Title :   Nonlinear Waves, Optical Soliton Propagation and Computation.

Descriptive Note : Final rept. 1 Sep 93-31 Aug 97,

Corporate Author : COLORADO UNIV AT BOULDER DEPT OF APPLIED MATHEMATICS

Personal Author(s) : Ablowitz, Mark J.

PDF Url : ADA332708

Report Date : AUG 1997

Pagination or Media Count : 10

Abstract : There were a number of significant accomplishments during the four years. During this period, 21 papers were published, 5 preprints were written, and 24 invited lectures were presented. Studies of nonlinear waves in thin film ferromagnets have shown the nonlinear Schroedinger equation (NLS) to be a fundamental equation. A first principles derivation of the NLS equation in concrete situations has been completed. The derivation together with numerical computations are being used to compare with actual experimental data generated at Colorado State University. The current analysis complements previous results involving nonlinear wave propagation in bulk ferromagnets where a generalized Kadomtsev-Petviashvili equation was derived. Recent research in quadratically nonlinear optical materials in multidimensional has demonstrated that coupled NLS type equations govern quasi-monochromatic wavetrains. The equations couple the optical field to DC fields. Ferromagnetic systems under study are quadratically nonlinear and therefore it is expected that similar coupled systems will govern slowly varying multidimensional wave trains.
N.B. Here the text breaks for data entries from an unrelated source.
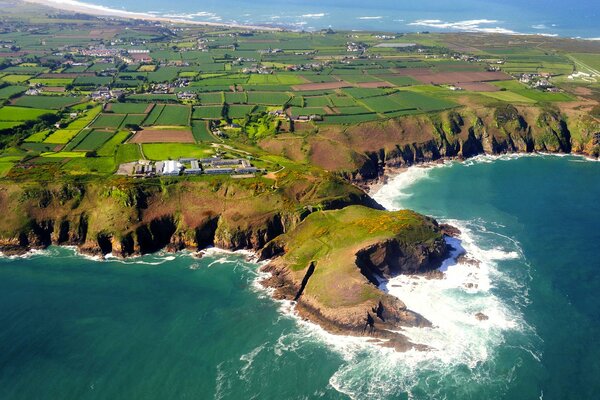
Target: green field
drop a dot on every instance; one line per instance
(173, 115)
(61, 136)
(201, 132)
(129, 108)
(276, 79)
(109, 148)
(12, 113)
(127, 153)
(15, 78)
(349, 119)
(268, 98)
(162, 151)
(51, 81)
(134, 119)
(94, 140)
(508, 97)
(108, 121)
(92, 81)
(9, 124)
(208, 112)
(239, 111)
(10, 91)
(48, 102)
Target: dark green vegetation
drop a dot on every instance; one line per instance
(80, 96)
(330, 258)
(217, 79)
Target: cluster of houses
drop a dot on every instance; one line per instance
(353, 47)
(193, 166)
(538, 81)
(105, 94)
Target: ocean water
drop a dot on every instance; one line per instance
(175, 327)
(549, 17)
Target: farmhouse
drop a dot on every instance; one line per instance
(171, 168)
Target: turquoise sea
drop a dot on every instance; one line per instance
(550, 17)
(175, 327)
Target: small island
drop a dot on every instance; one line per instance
(332, 263)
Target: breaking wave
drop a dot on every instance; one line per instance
(475, 310)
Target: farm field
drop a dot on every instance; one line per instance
(13, 113)
(201, 132)
(175, 150)
(112, 93)
(47, 102)
(94, 140)
(163, 136)
(208, 112)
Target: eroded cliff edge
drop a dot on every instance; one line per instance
(331, 263)
(126, 217)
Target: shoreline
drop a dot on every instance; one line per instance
(101, 11)
(104, 11)
(372, 186)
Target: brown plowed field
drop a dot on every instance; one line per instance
(440, 78)
(479, 87)
(374, 84)
(162, 136)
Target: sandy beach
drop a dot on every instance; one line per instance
(101, 11)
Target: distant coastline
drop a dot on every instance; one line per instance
(309, 19)
(101, 11)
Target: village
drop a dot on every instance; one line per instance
(236, 167)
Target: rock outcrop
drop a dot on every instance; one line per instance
(333, 277)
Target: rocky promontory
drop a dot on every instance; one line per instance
(331, 265)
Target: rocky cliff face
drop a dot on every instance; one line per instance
(133, 218)
(333, 278)
(465, 133)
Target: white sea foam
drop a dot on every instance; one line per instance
(461, 346)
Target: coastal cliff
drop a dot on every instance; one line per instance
(360, 153)
(332, 262)
(128, 218)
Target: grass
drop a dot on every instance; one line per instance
(12, 113)
(61, 136)
(108, 121)
(94, 140)
(129, 108)
(135, 119)
(9, 124)
(274, 79)
(349, 119)
(330, 239)
(10, 91)
(109, 148)
(508, 97)
(5, 167)
(127, 153)
(212, 98)
(15, 78)
(208, 112)
(52, 81)
(363, 93)
(63, 154)
(174, 115)
(239, 111)
(163, 151)
(92, 80)
(268, 98)
(37, 137)
(201, 132)
(48, 102)
(317, 101)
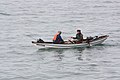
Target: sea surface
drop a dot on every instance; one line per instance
(22, 21)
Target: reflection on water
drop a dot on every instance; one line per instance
(61, 53)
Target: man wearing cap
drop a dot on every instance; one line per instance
(78, 38)
(57, 38)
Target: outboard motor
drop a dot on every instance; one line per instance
(40, 41)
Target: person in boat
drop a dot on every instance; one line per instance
(78, 38)
(57, 38)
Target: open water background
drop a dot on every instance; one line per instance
(23, 20)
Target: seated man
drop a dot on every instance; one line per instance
(78, 38)
(57, 38)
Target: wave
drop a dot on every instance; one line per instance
(6, 14)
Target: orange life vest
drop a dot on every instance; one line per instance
(55, 37)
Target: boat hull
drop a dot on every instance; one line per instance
(84, 44)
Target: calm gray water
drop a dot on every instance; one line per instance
(22, 21)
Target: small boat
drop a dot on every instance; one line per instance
(90, 41)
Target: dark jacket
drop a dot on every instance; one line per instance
(58, 39)
(79, 36)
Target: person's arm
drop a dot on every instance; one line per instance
(60, 38)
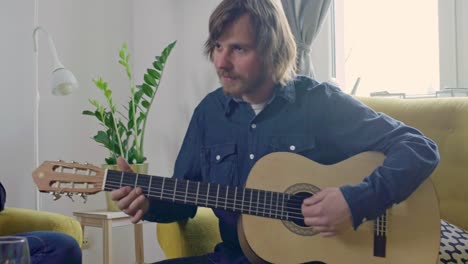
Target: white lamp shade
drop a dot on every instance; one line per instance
(63, 82)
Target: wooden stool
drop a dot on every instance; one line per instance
(107, 220)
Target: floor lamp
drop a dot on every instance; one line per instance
(63, 82)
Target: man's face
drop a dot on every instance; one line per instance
(239, 65)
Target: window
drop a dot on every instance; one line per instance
(387, 47)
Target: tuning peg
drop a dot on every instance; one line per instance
(55, 195)
(70, 195)
(84, 196)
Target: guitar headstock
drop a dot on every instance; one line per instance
(59, 177)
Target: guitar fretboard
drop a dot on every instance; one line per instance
(263, 203)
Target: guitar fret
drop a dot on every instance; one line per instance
(217, 194)
(162, 187)
(186, 191)
(271, 202)
(258, 197)
(225, 201)
(121, 179)
(136, 180)
(175, 188)
(276, 209)
(242, 204)
(149, 187)
(235, 202)
(282, 208)
(250, 205)
(207, 195)
(198, 188)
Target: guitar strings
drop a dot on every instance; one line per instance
(203, 191)
(273, 210)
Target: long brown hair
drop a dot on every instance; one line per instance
(270, 27)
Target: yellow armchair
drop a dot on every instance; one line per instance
(18, 220)
(445, 120)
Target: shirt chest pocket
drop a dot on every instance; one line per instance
(300, 144)
(219, 163)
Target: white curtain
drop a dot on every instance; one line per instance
(305, 18)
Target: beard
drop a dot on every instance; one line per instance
(236, 85)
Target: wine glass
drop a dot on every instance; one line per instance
(14, 250)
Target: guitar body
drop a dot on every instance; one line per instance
(412, 228)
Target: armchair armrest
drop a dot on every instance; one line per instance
(18, 220)
(192, 237)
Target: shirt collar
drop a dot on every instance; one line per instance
(288, 92)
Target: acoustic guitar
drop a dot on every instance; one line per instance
(271, 227)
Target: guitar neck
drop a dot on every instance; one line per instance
(234, 199)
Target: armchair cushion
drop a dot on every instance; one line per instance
(16, 220)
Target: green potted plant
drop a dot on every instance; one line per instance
(123, 133)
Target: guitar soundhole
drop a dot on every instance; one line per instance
(296, 203)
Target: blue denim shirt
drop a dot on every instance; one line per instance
(225, 138)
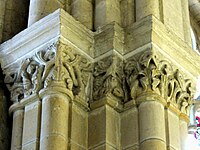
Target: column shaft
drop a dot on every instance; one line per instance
(183, 134)
(152, 126)
(31, 130)
(18, 117)
(2, 15)
(54, 127)
(173, 130)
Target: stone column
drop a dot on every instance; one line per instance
(55, 116)
(2, 14)
(41, 8)
(183, 125)
(173, 130)
(31, 130)
(152, 126)
(18, 118)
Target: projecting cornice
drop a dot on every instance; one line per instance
(113, 66)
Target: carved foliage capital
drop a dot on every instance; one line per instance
(58, 64)
(147, 73)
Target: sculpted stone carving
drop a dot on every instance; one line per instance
(108, 78)
(112, 76)
(32, 73)
(149, 74)
(57, 63)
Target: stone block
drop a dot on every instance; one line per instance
(31, 130)
(79, 127)
(129, 129)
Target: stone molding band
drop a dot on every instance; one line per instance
(124, 82)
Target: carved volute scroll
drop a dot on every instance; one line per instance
(121, 80)
(148, 73)
(32, 75)
(58, 64)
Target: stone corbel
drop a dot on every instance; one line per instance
(57, 67)
(147, 74)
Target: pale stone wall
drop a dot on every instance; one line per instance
(15, 19)
(4, 120)
(126, 86)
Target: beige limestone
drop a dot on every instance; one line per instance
(152, 126)
(17, 130)
(174, 17)
(54, 123)
(82, 10)
(114, 124)
(17, 13)
(183, 125)
(104, 11)
(41, 8)
(2, 15)
(31, 129)
(127, 12)
(129, 129)
(79, 128)
(173, 129)
(147, 7)
(4, 120)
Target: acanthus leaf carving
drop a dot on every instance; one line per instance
(109, 79)
(149, 74)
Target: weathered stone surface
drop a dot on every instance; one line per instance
(126, 86)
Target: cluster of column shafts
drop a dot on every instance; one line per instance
(52, 120)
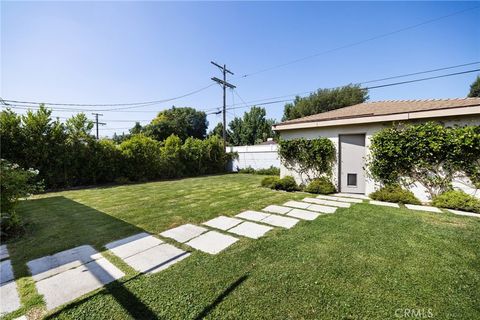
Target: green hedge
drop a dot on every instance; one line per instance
(272, 171)
(429, 153)
(458, 200)
(311, 158)
(66, 155)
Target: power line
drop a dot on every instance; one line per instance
(123, 106)
(353, 44)
(224, 84)
(358, 83)
(366, 88)
(254, 102)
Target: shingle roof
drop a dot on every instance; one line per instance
(388, 107)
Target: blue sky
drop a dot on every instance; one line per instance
(120, 52)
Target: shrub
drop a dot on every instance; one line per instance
(272, 171)
(320, 185)
(311, 158)
(15, 183)
(269, 182)
(394, 193)
(286, 183)
(428, 153)
(248, 169)
(142, 157)
(67, 154)
(459, 200)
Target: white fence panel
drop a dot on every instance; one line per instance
(257, 157)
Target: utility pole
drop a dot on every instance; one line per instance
(224, 84)
(96, 121)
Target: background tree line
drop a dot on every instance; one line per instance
(67, 154)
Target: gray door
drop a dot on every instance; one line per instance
(352, 162)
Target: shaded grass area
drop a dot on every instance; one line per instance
(364, 262)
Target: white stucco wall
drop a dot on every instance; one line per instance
(257, 157)
(369, 130)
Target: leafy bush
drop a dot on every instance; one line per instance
(459, 200)
(15, 183)
(311, 158)
(248, 169)
(394, 193)
(286, 183)
(320, 185)
(269, 182)
(272, 171)
(141, 158)
(428, 153)
(67, 154)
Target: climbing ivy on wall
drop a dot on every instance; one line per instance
(311, 158)
(429, 153)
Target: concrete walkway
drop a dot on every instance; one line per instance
(9, 299)
(69, 274)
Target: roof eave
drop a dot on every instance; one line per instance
(456, 111)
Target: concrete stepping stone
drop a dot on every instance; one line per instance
(296, 204)
(48, 266)
(184, 232)
(4, 252)
(280, 221)
(322, 209)
(464, 213)
(351, 200)
(384, 203)
(252, 215)
(146, 253)
(303, 214)
(351, 195)
(327, 202)
(223, 223)
(6, 271)
(9, 299)
(277, 209)
(132, 245)
(250, 230)
(423, 208)
(73, 283)
(271, 219)
(212, 242)
(309, 206)
(156, 258)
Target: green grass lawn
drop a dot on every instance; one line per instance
(364, 262)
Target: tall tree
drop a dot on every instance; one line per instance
(182, 122)
(324, 100)
(218, 131)
(475, 88)
(253, 128)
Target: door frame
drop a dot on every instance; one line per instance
(340, 155)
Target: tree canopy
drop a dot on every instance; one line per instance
(182, 122)
(475, 88)
(324, 100)
(253, 128)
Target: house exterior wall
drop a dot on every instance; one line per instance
(369, 130)
(257, 157)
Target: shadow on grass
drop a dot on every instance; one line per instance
(56, 224)
(205, 312)
(130, 303)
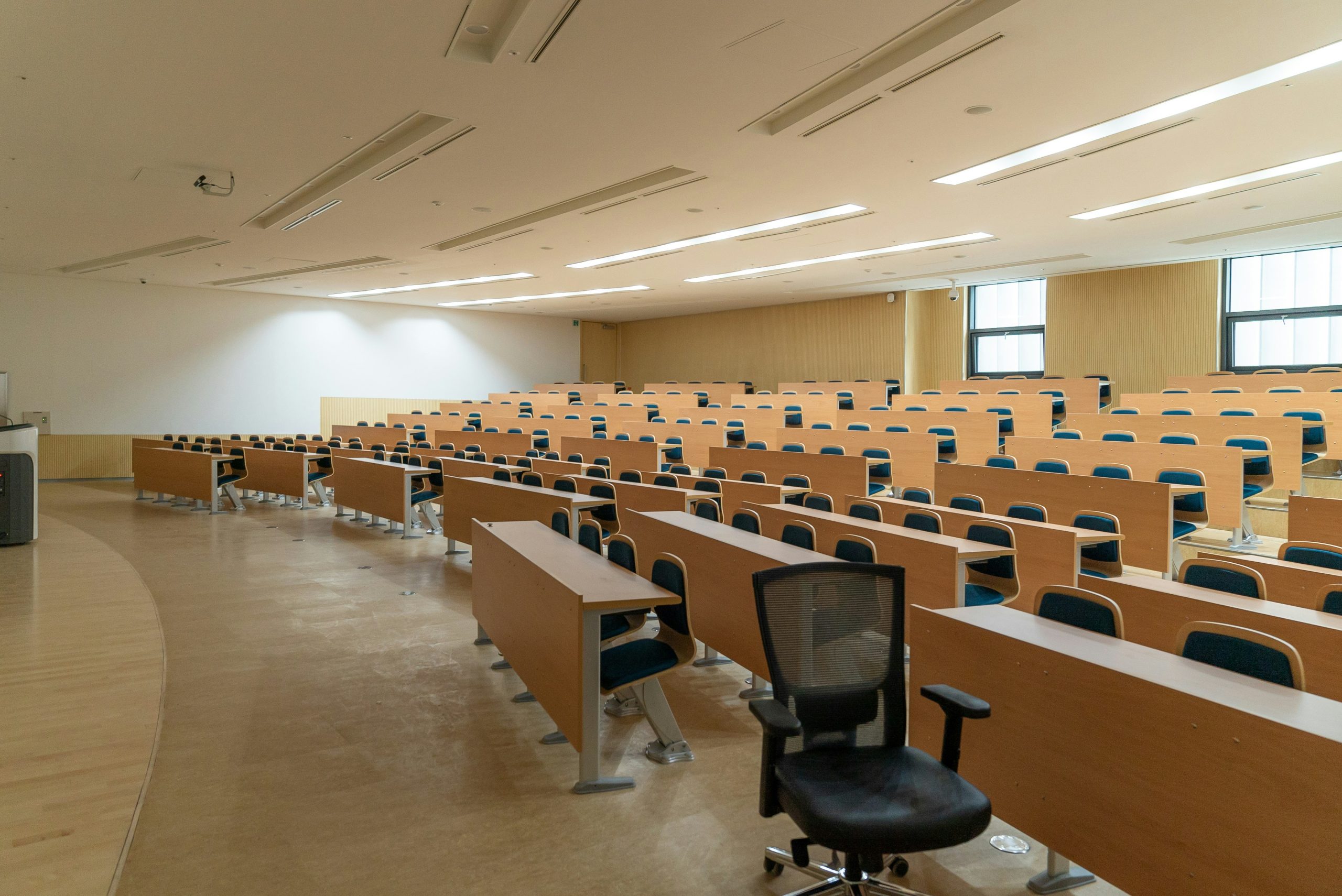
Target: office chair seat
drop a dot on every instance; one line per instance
(981, 596)
(862, 800)
(634, 660)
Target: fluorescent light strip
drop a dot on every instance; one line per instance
(725, 235)
(1177, 106)
(431, 286)
(846, 257)
(310, 215)
(548, 296)
(1267, 173)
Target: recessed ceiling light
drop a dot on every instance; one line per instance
(724, 235)
(846, 257)
(430, 286)
(548, 296)
(1267, 173)
(1177, 106)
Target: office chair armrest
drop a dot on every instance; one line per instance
(956, 702)
(776, 718)
(957, 706)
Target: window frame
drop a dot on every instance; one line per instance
(1231, 318)
(972, 351)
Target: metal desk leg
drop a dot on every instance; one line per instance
(590, 757)
(1059, 876)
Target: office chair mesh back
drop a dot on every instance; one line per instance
(831, 633)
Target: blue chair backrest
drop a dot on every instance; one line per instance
(1079, 612)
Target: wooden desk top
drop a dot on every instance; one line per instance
(759, 545)
(576, 499)
(1285, 706)
(600, 584)
(965, 549)
(1084, 536)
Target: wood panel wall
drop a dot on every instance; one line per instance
(1137, 325)
(858, 338)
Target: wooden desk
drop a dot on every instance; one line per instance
(624, 455)
(493, 501)
(540, 596)
(1283, 432)
(1156, 609)
(935, 565)
(1082, 394)
(720, 561)
(186, 474)
(380, 487)
(1046, 553)
(1032, 415)
(1314, 519)
(1145, 768)
(1259, 383)
(834, 475)
(1221, 467)
(1145, 510)
(1295, 584)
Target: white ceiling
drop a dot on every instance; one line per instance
(277, 93)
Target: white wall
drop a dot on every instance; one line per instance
(126, 358)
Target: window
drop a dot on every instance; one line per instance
(1283, 310)
(1007, 329)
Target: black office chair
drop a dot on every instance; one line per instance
(835, 756)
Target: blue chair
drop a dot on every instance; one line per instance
(1079, 608)
(1027, 510)
(992, 581)
(924, 521)
(1103, 560)
(1244, 651)
(1223, 576)
(1312, 554)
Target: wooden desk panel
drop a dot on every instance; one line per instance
(1108, 750)
(1031, 415)
(1156, 609)
(976, 432)
(1221, 468)
(1283, 432)
(835, 475)
(1314, 519)
(1145, 510)
(1259, 383)
(1082, 394)
(1295, 584)
(720, 561)
(624, 455)
(1046, 554)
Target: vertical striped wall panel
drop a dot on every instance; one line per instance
(1137, 325)
(858, 338)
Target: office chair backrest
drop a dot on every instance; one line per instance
(1312, 554)
(746, 521)
(806, 614)
(924, 521)
(1223, 576)
(1244, 651)
(1081, 608)
(799, 534)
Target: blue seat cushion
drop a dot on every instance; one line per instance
(634, 660)
(981, 596)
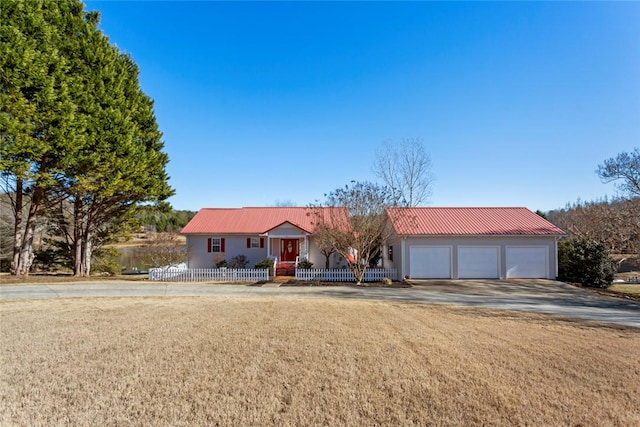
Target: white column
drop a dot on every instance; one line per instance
(268, 245)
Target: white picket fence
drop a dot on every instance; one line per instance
(208, 275)
(345, 275)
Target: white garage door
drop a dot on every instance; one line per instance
(527, 262)
(478, 262)
(430, 262)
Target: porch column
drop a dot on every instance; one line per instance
(268, 246)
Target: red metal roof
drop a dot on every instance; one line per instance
(252, 220)
(470, 221)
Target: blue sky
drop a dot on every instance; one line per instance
(517, 103)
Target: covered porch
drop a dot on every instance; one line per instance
(287, 245)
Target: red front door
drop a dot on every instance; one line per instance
(289, 249)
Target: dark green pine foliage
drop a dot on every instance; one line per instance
(111, 159)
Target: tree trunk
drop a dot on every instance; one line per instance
(17, 228)
(87, 250)
(77, 237)
(26, 251)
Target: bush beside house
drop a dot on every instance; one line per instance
(585, 261)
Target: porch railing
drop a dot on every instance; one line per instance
(208, 275)
(345, 275)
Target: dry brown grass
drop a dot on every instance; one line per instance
(49, 278)
(210, 361)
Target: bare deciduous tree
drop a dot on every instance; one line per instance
(354, 220)
(405, 168)
(626, 167)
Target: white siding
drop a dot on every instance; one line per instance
(527, 262)
(478, 262)
(430, 262)
(403, 261)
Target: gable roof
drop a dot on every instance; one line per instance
(470, 221)
(250, 220)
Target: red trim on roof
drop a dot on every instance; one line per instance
(251, 220)
(470, 221)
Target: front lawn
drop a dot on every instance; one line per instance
(226, 361)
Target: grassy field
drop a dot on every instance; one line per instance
(215, 361)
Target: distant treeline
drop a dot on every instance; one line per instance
(615, 222)
(164, 221)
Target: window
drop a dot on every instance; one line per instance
(255, 242)
(215, 244)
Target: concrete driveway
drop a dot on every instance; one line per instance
(540, 296)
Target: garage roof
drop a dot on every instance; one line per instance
(255, 220)
(470, 221)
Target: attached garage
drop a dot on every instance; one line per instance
(527, 262)
(478, 262)
(430, 262)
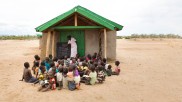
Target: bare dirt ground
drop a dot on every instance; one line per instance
(151, 71)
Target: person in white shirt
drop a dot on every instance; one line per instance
(72, 42)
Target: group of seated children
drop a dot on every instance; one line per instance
(68, 73)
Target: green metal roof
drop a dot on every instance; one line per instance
(85, 12)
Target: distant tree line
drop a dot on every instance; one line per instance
(150, 36)
(18, 37)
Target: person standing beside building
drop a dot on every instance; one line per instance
(72, 42)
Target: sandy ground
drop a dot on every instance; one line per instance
(151, 71)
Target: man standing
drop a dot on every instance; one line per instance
(72, 42)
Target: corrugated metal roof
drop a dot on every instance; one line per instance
(85, 12)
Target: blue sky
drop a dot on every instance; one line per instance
(20, 17)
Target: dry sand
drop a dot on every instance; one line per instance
(151, 71)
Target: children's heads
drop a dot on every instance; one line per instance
(73, 60)
(37, 57)
(47, 59)
(65, 71)
(109, 67)
(84, 64)
(60, 70)
(65, 57)
(70, 68)
(52, 64)
(50, 56)
(69, 37)
(100, 67)
(117, 63)
(61, 62)
(37, 64)
(54, 69)
(42, 64)
(42, 69)
(104, 60)
(55, 59)
(26, 65)
(92, 68)
(88, 57)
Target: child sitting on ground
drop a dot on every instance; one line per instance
(65, 82)
(76, 77)
(51, 84)
(117, 68)
(59, 76)
(47, 64)
(37, 59)
(36, 70)
(92, 76)
(100, 75)
(109, 70)
(70, 78)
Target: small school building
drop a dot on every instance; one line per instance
(93, 33)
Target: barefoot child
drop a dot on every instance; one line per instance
(59, 76)
(117, 68)
(109, 70)
(76, 77)
(27, 75)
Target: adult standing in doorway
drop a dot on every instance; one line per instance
(72, 42)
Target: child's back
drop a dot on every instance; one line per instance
(93, 76)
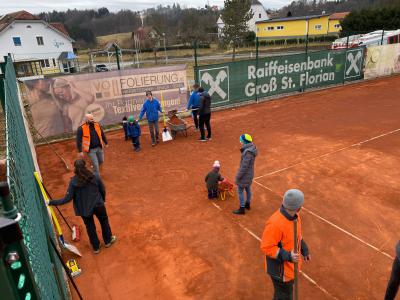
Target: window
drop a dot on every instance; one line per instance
(17, 41)
(45, 63)
(39, 40)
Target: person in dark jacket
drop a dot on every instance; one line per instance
(134, 133)
(212, 179)
(394, 281)
(193, 104)
(88, 194)
(151, 107)
(204, 115)
(245, 174)
(125, 126)
(90, 138)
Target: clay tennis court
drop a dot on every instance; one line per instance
(339, 146)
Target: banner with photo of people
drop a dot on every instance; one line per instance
(58, 105)
(382, 60)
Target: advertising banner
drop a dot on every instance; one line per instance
(58, 105)
(243, 80)
(382, 61)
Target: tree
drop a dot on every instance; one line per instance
(235, 15)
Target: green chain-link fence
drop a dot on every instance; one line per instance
(35, 223)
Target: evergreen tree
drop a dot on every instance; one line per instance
(235, 15)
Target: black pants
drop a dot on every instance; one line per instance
(136, 142)
(205, 120)
(195, 115)
(125, 132)
(212, 194)
(394, 281)
(283, 290)
(101, 214)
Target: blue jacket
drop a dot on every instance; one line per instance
(134, 129)
(194, 100)
(151, 108)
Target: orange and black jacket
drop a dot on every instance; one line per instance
(277, 243)
(89, 136)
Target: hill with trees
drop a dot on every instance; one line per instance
(179, 25)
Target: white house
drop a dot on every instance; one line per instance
(36, 47)
(259, 14)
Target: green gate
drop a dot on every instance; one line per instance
(35, 223)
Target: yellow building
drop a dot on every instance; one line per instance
(297, 27)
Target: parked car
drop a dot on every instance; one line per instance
(101, 68)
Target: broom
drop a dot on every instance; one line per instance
(166, 135)
(296, 265)
(66, 246)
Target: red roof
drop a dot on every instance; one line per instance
(24, 15)
(338, 16)
(60, 27)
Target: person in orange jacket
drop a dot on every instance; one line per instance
(278, 245)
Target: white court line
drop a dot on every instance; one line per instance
(217, 206)
(334, 225)
(327, 154)
(301, 272)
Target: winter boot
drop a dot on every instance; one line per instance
(239, 211)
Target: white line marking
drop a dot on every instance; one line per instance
(334, 225)
(250, 232)
(317, 285)
(301, 272)
(217, 206)
(327, 154)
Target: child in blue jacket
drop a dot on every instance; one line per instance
(134, 133)
(151, 107)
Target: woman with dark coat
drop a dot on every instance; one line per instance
(88, 192)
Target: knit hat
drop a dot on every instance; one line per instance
(293, 199)
(246, 138)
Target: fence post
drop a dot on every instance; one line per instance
(16, 277)
(10, 211)
(257, 45)
(345, 58)
(196, 79)
(117, 52)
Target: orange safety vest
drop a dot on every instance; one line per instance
(86, 135)
(279, 232)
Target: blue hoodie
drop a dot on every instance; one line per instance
(194, 100)
(151, 108)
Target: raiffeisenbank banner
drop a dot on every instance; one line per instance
(382, 61)
(58, 105)
(243, 80)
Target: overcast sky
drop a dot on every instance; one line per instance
(36, 6)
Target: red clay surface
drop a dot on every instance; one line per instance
(175, 244)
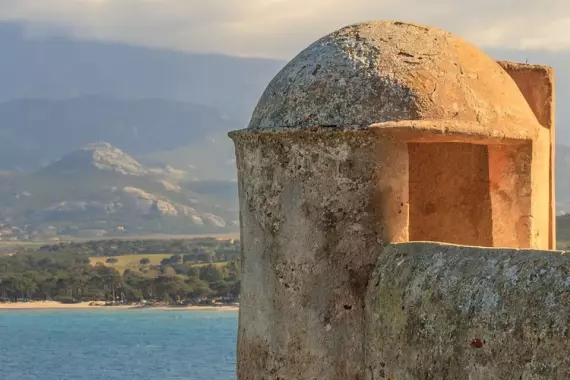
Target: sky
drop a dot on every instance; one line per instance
(281, 28)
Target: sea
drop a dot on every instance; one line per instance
(117, 345)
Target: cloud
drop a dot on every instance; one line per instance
(280, 28)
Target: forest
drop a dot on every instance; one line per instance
(195, 271)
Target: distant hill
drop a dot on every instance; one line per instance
(101, 188)
(35, 132)
(59, 68)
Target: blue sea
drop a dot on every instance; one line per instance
(117, 345)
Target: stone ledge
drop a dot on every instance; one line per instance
(441, 311)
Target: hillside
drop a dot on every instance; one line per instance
(100, 190)
(35, 132)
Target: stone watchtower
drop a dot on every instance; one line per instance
(381, 132)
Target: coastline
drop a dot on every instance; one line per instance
(53, 305)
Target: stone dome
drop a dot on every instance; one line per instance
(389, 71)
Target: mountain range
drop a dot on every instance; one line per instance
(167, 164)
(100, 190)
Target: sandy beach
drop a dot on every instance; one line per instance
(53, 305)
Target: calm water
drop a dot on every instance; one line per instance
(125, 345)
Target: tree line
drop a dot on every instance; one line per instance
(66, 275)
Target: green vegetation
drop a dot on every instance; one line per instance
(123, 271)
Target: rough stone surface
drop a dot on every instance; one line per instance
(389, 71)
(308, 231)
(437, 311)
(386, 132)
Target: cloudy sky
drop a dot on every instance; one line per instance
(279, 28)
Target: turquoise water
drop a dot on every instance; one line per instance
(125, 345)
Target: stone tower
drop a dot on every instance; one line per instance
(381, 132)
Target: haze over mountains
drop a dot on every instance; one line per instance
(163, 115)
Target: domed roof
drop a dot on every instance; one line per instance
(386, 71)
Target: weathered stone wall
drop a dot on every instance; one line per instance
(312, 211)
(308, 229)
(438, 311)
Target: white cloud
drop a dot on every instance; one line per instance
(280, 28)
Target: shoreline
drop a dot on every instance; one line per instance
(53, 305)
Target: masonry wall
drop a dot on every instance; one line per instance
(309, 230)
(438, 311)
Descriptors :   *WAVE PROPAGATION, *SCHRODINGER EQUATION, *SOLITONS, *NONLINEAR PROPAGATION ANALYSIS, COUPLING(INTERACTION), OPTICAL PROPERTIES, EXPERIMENTAL DATA, COMPUTATIONS, NUMERICAL ANALYSIS, THIN FILMS, OPTICAL MATERIALS, NONLINEAR SYSTEMS, EQUATIONS, MAGNETS, DIRECT CURRENT, FERROMAGNETIC MATERIALS.

Subject Categories : Quantum Theory and Relativity
      Radiofrequency Wave Propagation

Distribution Statement : APPROVED FOR PUBLIC RELEASE